Mendengar pertanyaan Xi Wen, Yan Shi menghela napas dan berkata, “Guru, kami datang ke sini untuk melaporkan dua hal. Pertama, Kekuatan Kegelapan telah muncul kembali dan sangat merajalela. Dalam bentrokan pertama dengan Gereja Suci, seorang Pendeta Jubah Merah telah terbunuh, bersama dengan enam Pendeta Jubah Putih, lebih dari seratus Hakim, dan hampir seribu Kesatria Suci. Bahkan Kepala Hakim Xuan Yuan terluka parah.”
Mendengar perkataan Yan Shi, ketiga saudara Xi Wen berseru serentak, “Apa?” Mereka saling berpandangan, sangat menyadari apa yang baru saja diungkapkan oleh Yan Shi, dan Xi Wen hampir tidak dapat menahan keterkejutan di dalam hatinya, berkata, “Yan Shi, ceritakan kepada kami apa yang sebenarnya terjadi.”

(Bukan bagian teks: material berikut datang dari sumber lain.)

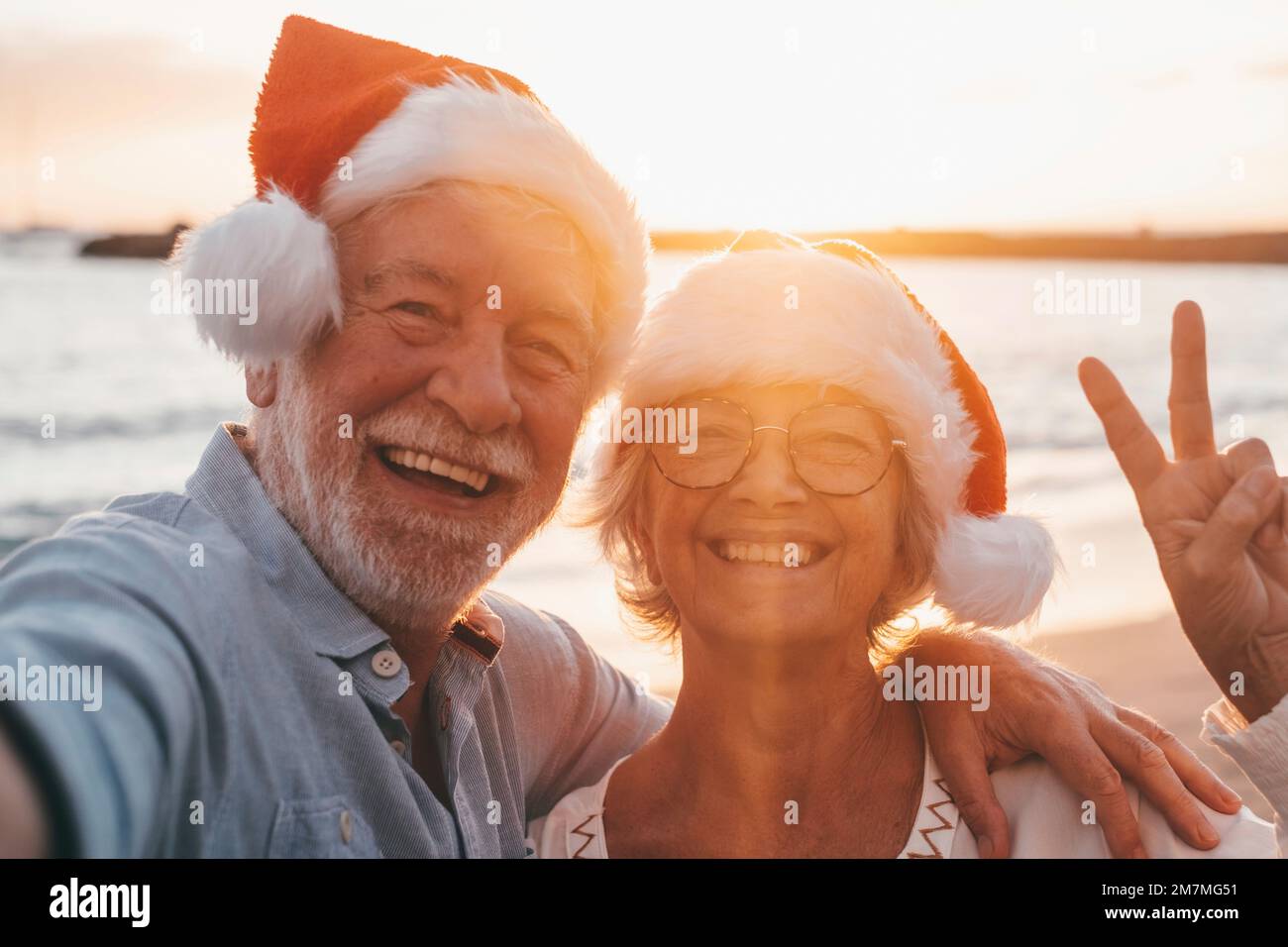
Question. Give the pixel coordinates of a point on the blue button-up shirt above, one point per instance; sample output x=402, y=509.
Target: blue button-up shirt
x=243, y=712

Yan Shi mengangguk dengan sungguh-sungguh dan berkata, “Ini bermula dari bencana besar seribu tahun yang lalu…” Dia mulai dari awal ketika Nabi Pu Lin memastikan bahwa Ah Dai dan Xuan Yue adalah para Penyelamat, menceritakan secara detail penyelamatan para Peri, perjuangan melawan Kekuatan Kegelapan Kekaisaran Kota Matahari Terbenam, dan bagaimana Gereja dikepung oleh berbagai ras gelap alien, hampir menghadapi kehancuran, “Begitulah situasinya. Gereja telah menderita kemunduran yang belum pernah mereka alami dalam seribu tahun. Sepertinya butuh waktu sebelum mereka bisa pulih. Guru, ada hal lain yang bahkan lebih penting—ini menyangkut Ah Dai.” Dia kemudian menceritakan peristiwa antara Ah Dai dan Xuan Yue. Mendengar bahwa Ah Dai telah menghilang sendirian, Xi Wen dan saudara-saudaranya semuanya mengerutkan kening.